К главным же языкам своей жизни и своей мечты — греческому и древнегреческому — Шлиман приступил позже, будучи уже во всеоружии многих других познаний. Теперь, в свои тридцать пять лет, просвещенный и богатый купец, миллионер, он, живя в столице России, мог достать любые книгу или учебник, мог использовать любую возможность для всестороннего изучения языков. Но его хорошо отлаженная система остается прежней: для изучения современного греческого он нанимает на этот раз уже не молчаливого слушателя, а самого носителя языка — грека-семинариста, изучающего в Петербурге теологию. При этом Шлиман отнюдь не превращается в пассивного ученика, робко внимающего учителю. Оставаясь верным своей излюбленной наступательно-пробивной тактике, он читает и учит самостоятельно, довольствуясь лишь корректировкой произношения и исправлением ошибок учителем-греком, которому он, собственно, и оставляет функции не столько учителя в полном смысле, сколько контролера-наставника и партнера. Так всего за несколько недель Шлиман освоил современный греческий язык и тут же взялся за самый свой желанный — древнегреческий. На этот «мертвый» язык у него — уже без всякой посторонней помощи — ушло около трех месяцев… и еще два года. Дело в том, что в первые месяцы он интенсивно учил сам язык, но затем в течение еще двух лет много читал, наслаждаясь в подлинниках шедеврами Гомера, Эсхила, Софокла. Вскоре он легко освоил и латынь, как бы по кругу вернувшись к полузабытому языку, который безуспешно зубрил еще в гимназии много лет тому назад.

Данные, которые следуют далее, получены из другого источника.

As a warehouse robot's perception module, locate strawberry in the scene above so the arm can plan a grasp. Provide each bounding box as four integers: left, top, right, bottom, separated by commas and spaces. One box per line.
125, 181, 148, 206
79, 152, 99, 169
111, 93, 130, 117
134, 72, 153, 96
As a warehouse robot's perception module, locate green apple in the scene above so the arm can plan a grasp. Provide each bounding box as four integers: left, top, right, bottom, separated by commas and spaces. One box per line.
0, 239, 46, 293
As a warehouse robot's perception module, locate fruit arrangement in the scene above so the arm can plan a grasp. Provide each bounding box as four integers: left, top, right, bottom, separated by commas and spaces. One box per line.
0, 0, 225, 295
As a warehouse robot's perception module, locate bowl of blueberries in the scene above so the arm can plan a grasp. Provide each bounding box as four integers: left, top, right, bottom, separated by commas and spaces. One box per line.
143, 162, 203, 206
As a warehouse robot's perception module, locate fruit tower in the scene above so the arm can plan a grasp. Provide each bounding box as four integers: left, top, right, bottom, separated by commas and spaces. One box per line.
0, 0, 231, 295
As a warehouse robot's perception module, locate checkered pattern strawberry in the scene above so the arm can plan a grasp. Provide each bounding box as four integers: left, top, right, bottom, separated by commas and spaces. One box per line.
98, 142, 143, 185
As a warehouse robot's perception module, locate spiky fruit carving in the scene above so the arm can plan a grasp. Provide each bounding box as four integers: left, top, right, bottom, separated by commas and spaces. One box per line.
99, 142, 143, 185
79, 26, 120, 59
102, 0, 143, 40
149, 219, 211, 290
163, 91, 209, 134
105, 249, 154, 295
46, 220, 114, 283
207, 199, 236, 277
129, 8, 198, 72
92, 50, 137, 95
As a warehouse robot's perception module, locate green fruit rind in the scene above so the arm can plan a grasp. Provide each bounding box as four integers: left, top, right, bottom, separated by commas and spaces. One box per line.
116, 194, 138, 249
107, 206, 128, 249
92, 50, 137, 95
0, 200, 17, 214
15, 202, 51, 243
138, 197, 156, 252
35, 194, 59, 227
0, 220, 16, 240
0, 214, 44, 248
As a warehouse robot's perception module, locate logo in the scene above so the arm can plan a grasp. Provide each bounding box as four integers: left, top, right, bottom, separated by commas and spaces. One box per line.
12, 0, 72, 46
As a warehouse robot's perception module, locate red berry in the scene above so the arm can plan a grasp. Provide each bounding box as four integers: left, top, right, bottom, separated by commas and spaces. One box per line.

Говоря об изучении Шлиманом языков, я до сих пор не упомянул о его отношении к грамматике, словно бы проблемы понимания и усвоения грамматических тонкостей для него не существовало. И в общем-то надо признать, почти так оно и было на самом деле. Характерно при этом то, что шлимановский подход к грамматике практически не отличался от морозовского. Напрашивается мысль: не означает ли такое совпадение обоих подходов объективной истинности подобного отношения к грамматике? Шлиман, как и Морозов, тоже полагал, что тратить время на специальное изучение теории грамматики неразумно. Он никогда не испытывал любви к склонениям, спряжениям и прочим сухим премудростям. Даже упражнения в переводе, которыми насыщен любой учебник и которые имеют целью усвоение грамматических правил, он считал совершенно излишними. Так, начиная учить тот же древнегреческий, Шлиман вооружился лишь минимальным грамматическим арсеналом, как бы следуя известному принципу математики о необходимом и достаточном, — заучил только склонения и правильные и неправильные глаголы. Все остальные грамматические законы он извлек и вывел естественным путем из книг, из текстов, то есть из свободной стихии самого языка.
Читатель уже, вероятно, заметил, что и Морозов, и Шлиман в методах и целях изучения языков наряду с явными различиями имели и много общего. Не считая уже упомянутого их солидарного отношения к грамматике, эта общность состояла в следующем:
— они оба изучали языки не по причине особой любви к самим языкам (исключение, пожалуй, составляет лишь древнегреческий для Шлимана), а ради решения практических жизненных задач. Хотя, втянувшись в процесс изучения языков, оба потом отмечали, что и сам по себе этот процесс стал для них увлекательным и даже почти физически необходимым;
— они не желали растягивать изучение языков надолго, а потому эксплуатировали свои интеллектуальные способности в высшей степени интенсивно;
— они не придавали значения самым неблагоприятным условиям, в которых приходилось учить языки. Если для Морозова учебным классом стала тюремная камера, то и Шлиман мог «поглощать» языки в любой ситуации: дома, на улице, на службе, на корабле, в седле и т. д. Например, испанский язык он продолжал самозабвенно учить в каюте почти уже тонущего в штормовом море корабля (который вскоре и действительно затонул — Шлиман спасся лишь чудом);
— они доводили начатое дело до полного завершения — до практического овладения изучаемым языком, являя тем самым одно из наиболее ценных качеств человеческой натуры — неотступную целеустремленность;
— они сразу на деле применяли полученные знания: Морозов много читал научной литературы, Шлиман — и читал, и активно устно и письменно общался с коллегами и друзьями;
— наконец, они в дальнейшем использовали знание иностранных языков не только в научных или деловых интересах, но и для своих духовных потребностей, находя в чтении иностранной беллетристики в оригинале ни с чем не сравнимое интеллектуальное наслаждение.